Selain itu, niat yang tulus menjadi fondasi utama dalam amar ma’ruf nahi munkar. Nasihat yang lahir dari amarah, dendam, atau keinginan untuk merasa lebih suci justru akan kehilangan keberkahannya. Sebaliknya, nasihat yang disampaikan dengan kasih sayang, kelembutan, dan keteladanan akan lebih mudah diterima oleh hati yang dinasihati.

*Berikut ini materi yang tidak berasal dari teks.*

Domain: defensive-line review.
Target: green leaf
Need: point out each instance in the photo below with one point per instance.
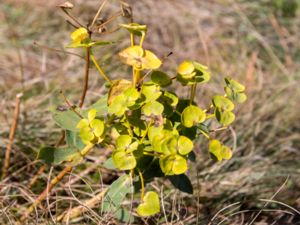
(98, 127)
(234, 85)
(182, 183)
(116, 194)
(150, 205)
(185, 145)
(117, 88)
(109, 164)
(73, 140)
(100, 106)
(139, 58)
(171, 98)
(153, 108)
(123, 141)
(224, 118)
(88, 44)
(241, 97)
(223, 103)
(160, 78)
(154, 131)
(151, 91)
(67, 120)
(135, 28)
(192, 115)
(202, 73)
(55, 156)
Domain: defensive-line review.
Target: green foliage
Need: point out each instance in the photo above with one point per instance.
(150, 130)
(150, 204)
(115, 196)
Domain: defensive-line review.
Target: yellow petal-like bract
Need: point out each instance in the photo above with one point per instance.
(79, 34)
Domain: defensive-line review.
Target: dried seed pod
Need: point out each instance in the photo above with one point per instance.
(66, 5)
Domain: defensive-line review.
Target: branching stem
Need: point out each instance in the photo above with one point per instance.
(99, 68)
(142, 184)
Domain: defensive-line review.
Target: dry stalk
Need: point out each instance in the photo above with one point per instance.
(11, 135)
(77, 211)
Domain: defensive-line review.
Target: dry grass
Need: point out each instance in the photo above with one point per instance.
(245, 39)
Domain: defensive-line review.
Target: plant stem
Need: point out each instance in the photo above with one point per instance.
(142, 184)
(99, 68)
(132, 39)
(11, 136)
(86, 77)
(52, 184)
(136, 77)
(142, 39)
(193, 93)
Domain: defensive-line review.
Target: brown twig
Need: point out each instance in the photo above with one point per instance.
(44, 194)
(11, 136)
(51, 185)
(77, 211)
(86, 77)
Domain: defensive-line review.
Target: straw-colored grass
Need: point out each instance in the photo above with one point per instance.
(248, 40)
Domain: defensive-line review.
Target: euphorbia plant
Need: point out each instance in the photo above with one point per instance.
(149, 129)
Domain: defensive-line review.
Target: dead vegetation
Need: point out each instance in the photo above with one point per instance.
(250, 40)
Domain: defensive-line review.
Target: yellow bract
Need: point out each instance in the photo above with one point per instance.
(139, 58)
(186, 69)
(79, 34)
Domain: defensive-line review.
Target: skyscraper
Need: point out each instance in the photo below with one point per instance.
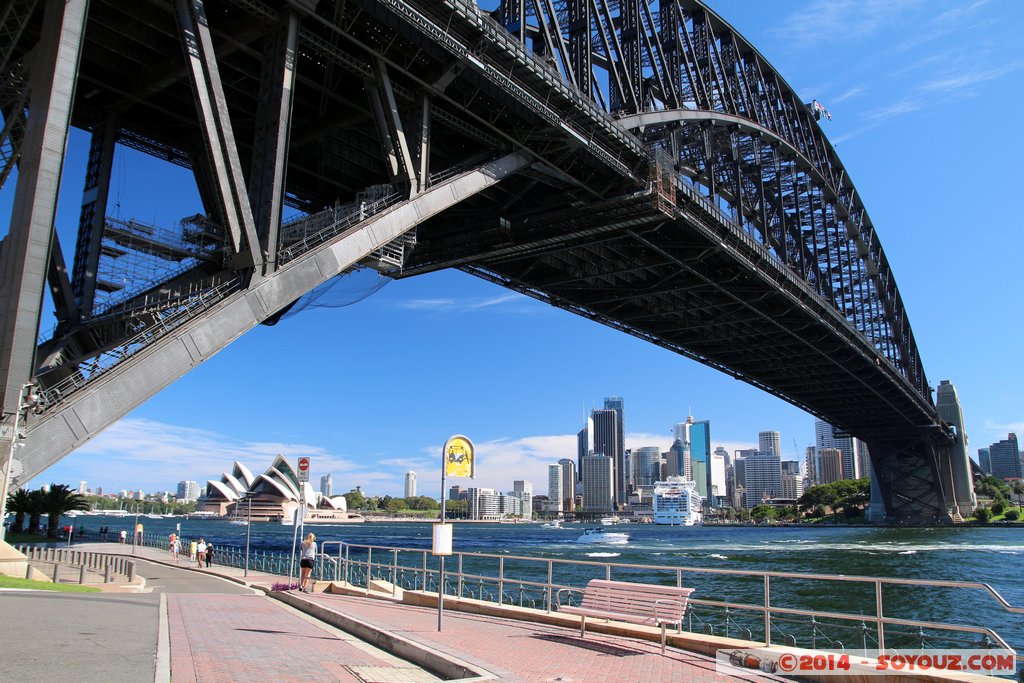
(695, 436)
(764, 478)
(947, 403)
(555, 485)
(598, 483)
(622, 469)
(827, 436)
(606, 442)
(568, 483)
(1005, 457)
(770, 443)
(648, 466)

Para ulama salaf telah mencontohkan sikap luar biasa dalam hal ini. Mereka lebih memilih menasihati secara sembunyi-sembunyi daripada menegur di hadapan banyak orang. Bagi mereka, menasihati di depan umum tanpa kebutuhan mendesak sama halnya dengan membuka pintu kehinaan. Sikap ini menunjukkan bahwa menjaga kehormatan sesama muslim merupakan bagian tak terpisahkan dari dakwah itu sendiri.

Amar ma’ruf nahi munkar juga menuntut kecermatan dalam memahami situasi dan kondisi. Tidak semua kemungkaran dapat dicegah dengan cara yang sama. Ada kalanya cukup dengan nasihat lisan, ada pula yang memerlukan keteladanan perbuatan. Bahkan, dalam kondisi tertentu, menahan diri demi menghindari mudarat yang lebih besar justru menjadi pilihan yang lebih bijak.

Menegakkan amar ma’ruf bukan hanya tentang menyampaikan kebenaran, tetapi juga tentang bagaimana kebenaran itu disampaikan. Akhlak yang mulia adalah jembatan yang menghubungkan pesan kebenaran dengan hati manusia. Tanpa akhlak, amar ma’ruf kehilangan ruhnya; sebaliknya, dengan adab dan kebijaksanaan, nasihat akan menjadi cahaya yang menuntun, bukan api yang membakar.